The researchers investigated the effects of the two main constituents of Agent Orange (2,4-dichlorophenoxyacetic acid and 2,4,5-trichlorophenoxyacetic acid) on markers of Alzheimer’s neurodegeneration using the samples from the frontal lobes of laboratory rats. The mature, intact brain tissue samples included a full complex array of cell types and tissue structures.

The scientists treated the samples to cumulative exposure to Agent Orange, as well as to its separate chemical constituents, and observed the underlying mechanisms and molecular changes.

They found that treatment with Agent Orange and its constituents caused changes in the brain tissue corresponding to brain cell degeneration, and molecular and biochemical abnormalities indicative of cytotoxic injury, DNA damage, and other issues.

These chemicals are ‘everywhere’

The approach used by the researchers helped them better characterize the neuropathological, neurotoxic and neurodegenerative consequences of Agent Orange toxin exposures in young, otherwise healthy brains, as would have been the case for Vietnam War-era military personnel and many local residents in Vietnam.

“Looking for the early effects tells us that there is a problem that is going to cause trouble later on and also gives us a grip on the mechanism by which the agent is causing trouble,” De La Monte says. “So if you were going to intervene, you would know to focus on that early effect, monitor it, and try to reverse it.”

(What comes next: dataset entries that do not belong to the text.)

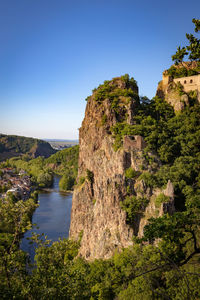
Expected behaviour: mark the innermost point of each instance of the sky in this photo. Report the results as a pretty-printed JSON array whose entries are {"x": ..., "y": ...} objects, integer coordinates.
[{"x": 54, "y": 52}]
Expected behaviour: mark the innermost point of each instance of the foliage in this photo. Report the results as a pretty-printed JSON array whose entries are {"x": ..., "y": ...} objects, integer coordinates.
[
  {"x": 161, "y": 199},
  {"x": 149, "y": 179},
  {"x": 178, "y": 72},
  {"x": 130, "y": 173},
  {"x": 133, "y": 206},
  {"x": 90, "y": 176},
  {"x": 65, "y": 163},
  {"x": 66, "y": 183},
  {"x": 193, "y": 49}
]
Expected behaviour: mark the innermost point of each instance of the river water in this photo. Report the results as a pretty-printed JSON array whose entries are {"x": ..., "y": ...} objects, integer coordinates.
[{"x": 52, "y": 216}]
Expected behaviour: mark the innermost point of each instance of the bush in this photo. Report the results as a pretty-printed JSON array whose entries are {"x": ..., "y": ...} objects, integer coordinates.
[
  {"x": 66, "y": 183},
  {"x": 161, "y": 199},
  {"x": 130, "y": 173}
]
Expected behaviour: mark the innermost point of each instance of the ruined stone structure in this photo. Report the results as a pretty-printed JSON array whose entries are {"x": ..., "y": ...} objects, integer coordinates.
[
  {"x": 168, "y": 90},
  {"x": 101, "y": 184},
  {"x": 190, "y": 83}
]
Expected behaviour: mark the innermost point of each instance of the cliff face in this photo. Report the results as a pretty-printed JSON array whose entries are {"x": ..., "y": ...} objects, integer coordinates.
[{"x": 96, "y": 209}]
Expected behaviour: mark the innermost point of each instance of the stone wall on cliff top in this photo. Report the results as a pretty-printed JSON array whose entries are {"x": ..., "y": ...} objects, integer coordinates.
[{"x": 101, "y": 184}]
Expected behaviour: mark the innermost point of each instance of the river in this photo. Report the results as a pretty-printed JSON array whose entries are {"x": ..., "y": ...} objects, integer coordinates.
[{"x": 52, "y": 216}]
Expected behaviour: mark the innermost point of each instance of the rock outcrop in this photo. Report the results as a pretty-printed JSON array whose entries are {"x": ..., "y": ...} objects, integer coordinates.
[{"x": 102, "y": 183}]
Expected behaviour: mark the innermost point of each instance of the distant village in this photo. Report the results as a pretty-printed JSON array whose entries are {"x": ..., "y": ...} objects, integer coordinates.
[{"x": 17, "y": 184}]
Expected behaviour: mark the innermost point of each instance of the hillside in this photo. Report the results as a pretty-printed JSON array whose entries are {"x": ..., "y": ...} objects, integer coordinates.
[{"x": 13, "y": 145}]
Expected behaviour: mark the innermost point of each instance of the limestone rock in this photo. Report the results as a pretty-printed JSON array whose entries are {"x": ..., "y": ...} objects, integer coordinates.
[{"x": 101, "y": 183}]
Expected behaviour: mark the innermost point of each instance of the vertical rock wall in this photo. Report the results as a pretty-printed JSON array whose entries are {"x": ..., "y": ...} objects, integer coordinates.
[{"x": 101, "y": 183}]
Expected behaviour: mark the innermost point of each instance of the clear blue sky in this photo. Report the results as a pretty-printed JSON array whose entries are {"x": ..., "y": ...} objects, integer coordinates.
[{"x": 54, "y": 52}]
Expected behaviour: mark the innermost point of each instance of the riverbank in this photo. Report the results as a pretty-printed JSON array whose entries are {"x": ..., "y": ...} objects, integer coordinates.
[{"x": 52, "y": 216}]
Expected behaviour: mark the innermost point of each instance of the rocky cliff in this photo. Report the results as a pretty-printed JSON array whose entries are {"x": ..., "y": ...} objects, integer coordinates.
[
  {"x": 180, "y": 85},
  {"x": 108, "y": 177}
]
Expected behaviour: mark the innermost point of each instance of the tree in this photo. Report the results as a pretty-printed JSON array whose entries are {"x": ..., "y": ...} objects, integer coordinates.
[{"x": 193, "y": 49}]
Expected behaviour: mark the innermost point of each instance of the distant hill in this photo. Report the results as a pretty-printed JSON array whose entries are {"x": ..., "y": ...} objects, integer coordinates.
[{"x": 13, "y": 145}]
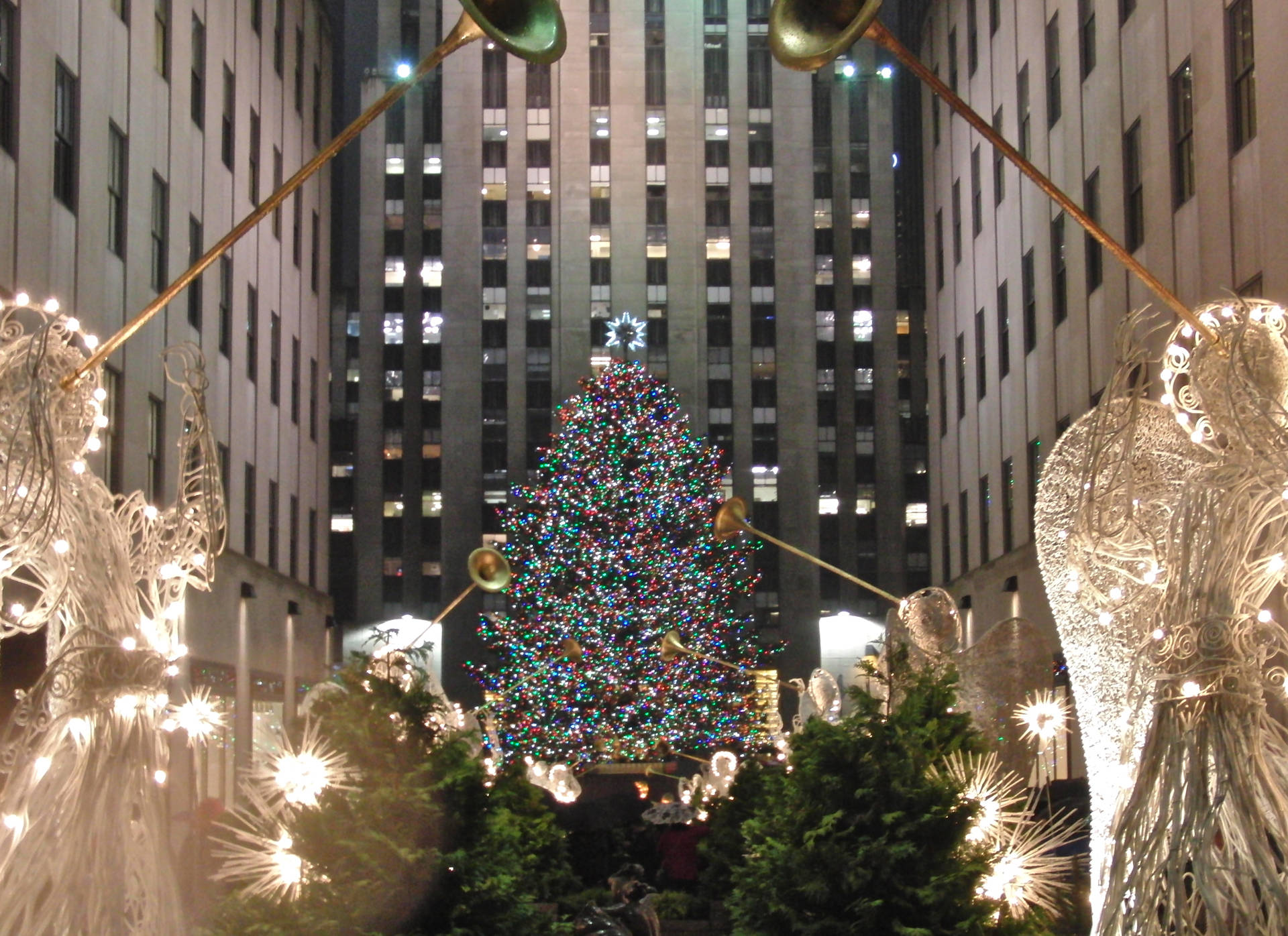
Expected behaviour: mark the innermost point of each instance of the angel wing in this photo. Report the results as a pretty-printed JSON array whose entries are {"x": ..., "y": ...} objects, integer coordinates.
[{"x": 1108, "y": 492}]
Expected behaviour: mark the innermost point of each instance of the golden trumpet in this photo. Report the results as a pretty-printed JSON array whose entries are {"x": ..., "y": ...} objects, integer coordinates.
[
  {"x": 732, "y": 520},
  {"x": 805, "y": 35},
  {"x": 532, "y": 30}
]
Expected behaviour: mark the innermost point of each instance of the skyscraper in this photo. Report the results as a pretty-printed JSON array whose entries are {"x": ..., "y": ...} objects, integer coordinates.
[
  {"x": 669, "y": 170},
  {"x": 133, "y": 135}
]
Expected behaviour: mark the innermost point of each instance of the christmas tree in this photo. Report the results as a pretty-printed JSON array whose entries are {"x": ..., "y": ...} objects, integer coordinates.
[{"x": 613, "y": 548}]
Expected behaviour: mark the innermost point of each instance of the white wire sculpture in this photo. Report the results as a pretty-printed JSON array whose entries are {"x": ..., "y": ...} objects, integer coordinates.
[
  {"x": 1161, "y": 536},
  {"x": 83, "y": 756}
]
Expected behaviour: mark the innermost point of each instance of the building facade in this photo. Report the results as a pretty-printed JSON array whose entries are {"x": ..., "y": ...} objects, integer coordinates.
[
  {"x": 1150, "y": 115},
  {"x": 133, "y": 135},
  {"x": 663, "y": 168}
]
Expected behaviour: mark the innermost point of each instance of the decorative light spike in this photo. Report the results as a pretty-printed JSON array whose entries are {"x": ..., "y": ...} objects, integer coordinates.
[
  {"x": 197, "y": 716},
  {"x": 1045, "y": 716}
]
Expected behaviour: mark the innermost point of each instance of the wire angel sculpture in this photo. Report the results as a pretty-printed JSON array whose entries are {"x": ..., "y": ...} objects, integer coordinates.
[
  {"x": 84, "y": 756},
  {"x": 1161, "y": 531}
]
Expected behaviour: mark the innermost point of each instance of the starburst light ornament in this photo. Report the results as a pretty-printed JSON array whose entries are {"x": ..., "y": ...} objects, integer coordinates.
[
  {"x": 1044, "y": 716},
  {"x": 627, "y": 331}
]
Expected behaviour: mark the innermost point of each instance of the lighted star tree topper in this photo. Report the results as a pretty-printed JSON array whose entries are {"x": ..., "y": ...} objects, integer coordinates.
[{"x": 613, "y": 548}]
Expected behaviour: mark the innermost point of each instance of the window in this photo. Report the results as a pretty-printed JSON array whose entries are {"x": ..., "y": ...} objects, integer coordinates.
[
  {"x": 315, "y": 233},
  {"x": 161, "y": 39},
  {"x": 655, "y": 70},
  {"x": 981, "y": 357},
  {"x": 1008, "y": 506},
  {"x": 225, "y": 304},
  {"x": 1034, "y": 453},
  {"x": 1004, "y": 333},
  {"x": 278, "y": 27},
  {"x": 64, "y": 135},
  {"x": 494, "y": 78},
  {"x": 299, "y": 76},
  {"x": 252, "y": 334},
  {"x": 985, "y": 505},
  {"x": 961, "y": 375},
  {"x": 599, "y": 81},
  {"x": 292, "y": 533},
  {"x": 957, "y": 222},
  {"x": 1059, "y": 280},
  {"x": 946, "y": 541},
  {"x": 297, "y": 225},
  {"x": 1183, "y": 134},
  {"x": 964, "y": 530},
  {"x": 1091, "y": 205},
  {"x": 977, "y": 198},
  {"x": 155, "y": 481},
  {"x": 939, "y": 249},
  {"x": 295, "y": 380},
  {"x": 116, "y": 174},
  {"x": 160, "y": 232},
  {"x": 274, "y": 357},
  {"x": 313, "y": 400},
  {"x": 253, "y": 158},
  {"x": 1243, "y": 76},
  {"x": 1022, "y": 102},
  {"x": 277, "y": 184},
  {"x": 1087, "y": 35},
  {"x": 1053, "y": 49},
  {"x": 759, "y": 72},
  {"x": 1028, "y": 296},
  {"x": 317, "y": 107},
  {"x": 272, "y": 520},
  {"x": 249, "y": 513},
  {"x": 998, "y": 164},
  {"x": 952, "y": 61},
  {"x": 943, "y": 396},
  {"x": 225, "y": 120},
  {"x": 313, "y": 548},
  {"x": 8, "y": 72},
  {"x": 111, "y": 433},
  {"x": 199, "y": 74},
  {"x": 539, "y": 85},
  {"x": 1134, "y": 190},
  {"x": 195, "y": 286}
]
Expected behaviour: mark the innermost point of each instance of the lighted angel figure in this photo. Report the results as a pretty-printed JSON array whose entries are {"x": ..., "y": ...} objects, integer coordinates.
[
  {"x": 1161, "y": 537},
  {"x": 84, "y": 845}
]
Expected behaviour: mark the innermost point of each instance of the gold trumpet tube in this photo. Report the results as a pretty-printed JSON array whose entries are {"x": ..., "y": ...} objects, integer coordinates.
[
  {"x": 544, "y": 42},
  {"x": 732, "y": 520},
  {"x": 805, "y": 35},
  {"x": 672, "y": 646}
]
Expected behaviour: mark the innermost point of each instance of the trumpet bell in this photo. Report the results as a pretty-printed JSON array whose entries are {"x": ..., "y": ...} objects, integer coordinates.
[
  {"x": 490, "y": 569},
  {"x": 672, "y": 645},
  {"x": 731, "y": 519},
  {"x": 805, "y": 35},
  {"x": 530, "y": 29}
]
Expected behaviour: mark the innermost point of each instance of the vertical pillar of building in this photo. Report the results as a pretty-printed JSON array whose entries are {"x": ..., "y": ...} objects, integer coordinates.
[
  {"x": 244, "y": 719},
  {"x": 292, "y": 611},
  {"x": 888, "y": 434},
  {"x": 463, "y": 349},
  {"x": 798, "y": 386}
]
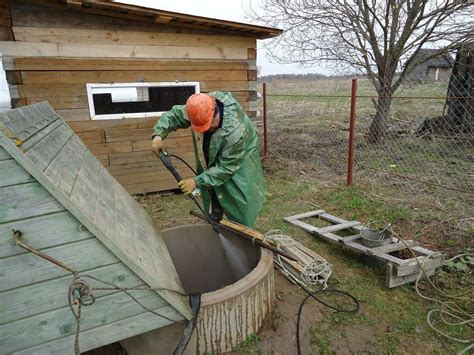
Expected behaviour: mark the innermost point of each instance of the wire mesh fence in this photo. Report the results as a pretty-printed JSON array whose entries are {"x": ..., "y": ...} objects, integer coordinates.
[{"x": 424, "y": 151}]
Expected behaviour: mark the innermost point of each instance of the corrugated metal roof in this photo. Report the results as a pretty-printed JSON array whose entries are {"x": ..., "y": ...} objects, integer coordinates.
[{"x": 140, "y": 13}]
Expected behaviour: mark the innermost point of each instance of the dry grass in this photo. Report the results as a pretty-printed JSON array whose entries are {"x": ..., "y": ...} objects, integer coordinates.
[{"x": 308, "y": 137}]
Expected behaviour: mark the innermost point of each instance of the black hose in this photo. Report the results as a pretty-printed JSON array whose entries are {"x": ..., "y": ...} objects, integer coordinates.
[
  {"x": 195, "y": 303},
  {"x": 313, "y": 295}
]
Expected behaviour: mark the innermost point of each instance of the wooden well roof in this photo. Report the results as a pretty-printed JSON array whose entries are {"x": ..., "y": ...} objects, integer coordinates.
[
  {"x": 44, "y": 145},
  {"x": 145, "y": 14}
]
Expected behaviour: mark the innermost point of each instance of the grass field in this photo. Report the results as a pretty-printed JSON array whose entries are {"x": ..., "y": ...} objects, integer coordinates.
[
  {"x": 306, "y": 169},
  {"x": 391, "y": 321},
  {"x": 431, "y": 176}
]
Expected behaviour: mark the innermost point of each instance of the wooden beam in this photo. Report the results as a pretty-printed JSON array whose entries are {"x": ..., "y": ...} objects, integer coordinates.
[
  {"x": 38, "y": 49},
  {"x": 58, "y": 63}
]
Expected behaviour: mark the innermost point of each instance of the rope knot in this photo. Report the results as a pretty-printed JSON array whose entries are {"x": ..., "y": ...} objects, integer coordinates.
[{"x": 81, "y": 292}]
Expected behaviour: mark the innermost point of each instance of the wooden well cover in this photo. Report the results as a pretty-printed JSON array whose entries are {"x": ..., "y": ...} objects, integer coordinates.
[{"x": 43, "y": 144}]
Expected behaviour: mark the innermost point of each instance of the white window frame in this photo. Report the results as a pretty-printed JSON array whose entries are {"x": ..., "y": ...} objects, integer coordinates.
[{"x": 91, "y": 86}]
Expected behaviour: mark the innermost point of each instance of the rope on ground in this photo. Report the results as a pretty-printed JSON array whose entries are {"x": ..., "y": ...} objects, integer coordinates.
[
  {"x": 452, "y": 312},
  {"x": 80, "y": 290},
  {"x": 311, "y": 273}
]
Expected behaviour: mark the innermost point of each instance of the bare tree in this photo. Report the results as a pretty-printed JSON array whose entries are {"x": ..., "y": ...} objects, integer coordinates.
[{"x": 377, "y": 38}]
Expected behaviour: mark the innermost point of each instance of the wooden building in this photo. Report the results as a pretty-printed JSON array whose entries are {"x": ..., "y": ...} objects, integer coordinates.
[
  {"x": 110, "y": 69},
  {"x": 67, "y": 205}
]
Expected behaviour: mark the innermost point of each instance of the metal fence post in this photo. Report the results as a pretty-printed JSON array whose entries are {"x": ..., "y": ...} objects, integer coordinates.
[
  {"x": 265, "y": 138},
  {"x": 350, "y": 155}
]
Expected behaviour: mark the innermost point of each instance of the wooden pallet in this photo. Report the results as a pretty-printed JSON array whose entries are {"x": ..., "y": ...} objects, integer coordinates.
[{"x": 398, "y": 271}]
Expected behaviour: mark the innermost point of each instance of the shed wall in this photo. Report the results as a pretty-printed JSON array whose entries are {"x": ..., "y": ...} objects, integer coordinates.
[
  {"x": 34, "y": 312},
  {"x": 57, "y": 51}
]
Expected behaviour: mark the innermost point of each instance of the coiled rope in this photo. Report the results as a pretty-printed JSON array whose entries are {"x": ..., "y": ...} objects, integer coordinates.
[{"x": 80, "y": 291}]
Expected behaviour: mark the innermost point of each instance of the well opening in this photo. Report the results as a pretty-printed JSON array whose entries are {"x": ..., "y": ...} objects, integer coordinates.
[{"x": 206, "y": 262}]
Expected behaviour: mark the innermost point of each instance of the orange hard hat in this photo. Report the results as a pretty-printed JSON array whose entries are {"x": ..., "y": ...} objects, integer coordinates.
[{"x": 200, "y": 111}]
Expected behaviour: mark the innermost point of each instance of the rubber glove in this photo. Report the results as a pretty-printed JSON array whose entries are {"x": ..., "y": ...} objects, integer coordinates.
[
  {"x": 157, "y": 144},
  {"x": 187, "y": 186}
]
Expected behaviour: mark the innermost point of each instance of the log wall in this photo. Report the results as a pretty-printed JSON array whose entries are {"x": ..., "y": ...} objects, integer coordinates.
[{"x": 57, "y": 51}]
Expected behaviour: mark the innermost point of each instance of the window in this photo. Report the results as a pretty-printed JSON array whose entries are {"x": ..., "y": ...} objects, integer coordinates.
[{"x": 132, "y": 100}]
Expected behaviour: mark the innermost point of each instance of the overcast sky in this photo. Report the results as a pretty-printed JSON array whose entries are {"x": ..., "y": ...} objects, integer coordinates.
[{"x": 232, "y": 10}]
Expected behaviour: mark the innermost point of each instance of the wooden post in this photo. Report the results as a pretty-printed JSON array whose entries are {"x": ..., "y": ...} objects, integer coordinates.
[
  {"x": 265, "y": 138},
  {"x": 350, "y": 155}
]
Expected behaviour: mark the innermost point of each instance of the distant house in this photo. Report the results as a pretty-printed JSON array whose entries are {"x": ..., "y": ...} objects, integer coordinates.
[
  {"x": 459, "y": 104},
  {"x": 434, "y": 69}
]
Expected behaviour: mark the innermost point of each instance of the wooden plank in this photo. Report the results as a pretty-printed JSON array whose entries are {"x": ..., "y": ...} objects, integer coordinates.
[
  {"x": 333, "y": 219},
  {"x": 106, "y": 334},
  {"x": 385, "y": 249},
  {"x": 4, "y": 154},
  {"x": 350, "y": 239},
  {"x": 105, "y": 205},
  {"x": 92, "y": 137},
  {"x": 151, "y": 262},
  {"x": 151, "y": 166},
  {"x": 83, "y": 77},
  {"x": 144, "y": 177},
  {"x": 59, "y": 323},
  {"x": 84, "y": 191},
  {"x": 134, "y": 157},
  {"x": 11, "y": 173},
  {"x": 304, "y": 215},
  {"x": 50, "y": 91},
  {"x": 92, "y": 50},
  {"x": 252, "y": 53},
  {"x": 41, "y": 232},
  {"x": 338, "y": 227},
  {"x": 69, "y": 91},
  {"x": 111, "y": 148},
  {"x": 33, "y": 139},
  {"x": 94, "y": 125},
  {"x": 64, "y": 168},
  {"x": 57, "y": 63},
  {"x": 61, "y": 103},
  {"x": 392, "y": 281},
  {"x": 74, "y": 114},
  {"x": 413, "y": 267},
  {"x": 20, "y": 123},
  {"x": 80, "y": 35},
  {"x": 128, "y": 135},
  {"x": 14, "y": 301},
  {"x": 46, "y": 150},
  {"x": 25, "y": 269},
  {"x": 124, "y": 125},
  {"x": 170, "y": 143},
  {"x": 25, "y": 201},
  {"x": 154, "y": 186}
]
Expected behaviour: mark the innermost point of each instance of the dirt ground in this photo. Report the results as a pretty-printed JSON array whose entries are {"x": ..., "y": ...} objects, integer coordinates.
[{"x": 390, "y": 321}]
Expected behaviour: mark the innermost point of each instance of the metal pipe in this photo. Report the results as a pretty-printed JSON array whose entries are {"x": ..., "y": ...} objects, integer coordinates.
[{"x": 350, "y": 155}]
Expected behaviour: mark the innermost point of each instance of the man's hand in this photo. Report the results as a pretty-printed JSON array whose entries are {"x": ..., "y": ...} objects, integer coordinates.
[
  {"x": 187, "y": 186},
  {"x": 157, "y": 145}
]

Del La Monte hopes to be involved in additional research on human brain tissue to evaluate the long-term effects of Agent Orange exposures in relation to aging and progressive neurodegeneration in Vietnam War veterans.

The use of Agent Orange was prohibited by the US government in 1971. However, the chemicals remain in the environment for decades, De La Monte says. According to the study authors, the widespread, uncontrolled use of Agent Orange in herbicide and pesticide products is such that one in three Americans has biomarker evidence of prior exposure.

Despite growing recognition of the broad toxic and carcinogenic effects of 2,4-dichlorophenoxyacetic acid, the researchers note that concern has not achieved a level sufficient for federal agencies to ban its use.

The researchers conclude that the results of this study and another recent publication support the notion that Agent Orange as well as its independent constituents (2,4-dichlorophenoxyacetic acid and 2,4,5-trichlorophenoxyacetic acid) exert alarming adverse effects on the mature brain and central nervous system.

“That’s why it’s so important to look into the effects of these chemicals,” De La Monte says. “They are in the water; they are everywhere. We’ve all been exposed.”

The National Institute on Alcohol Abuse and Alcoholism at the National Institutes of Health supported the work.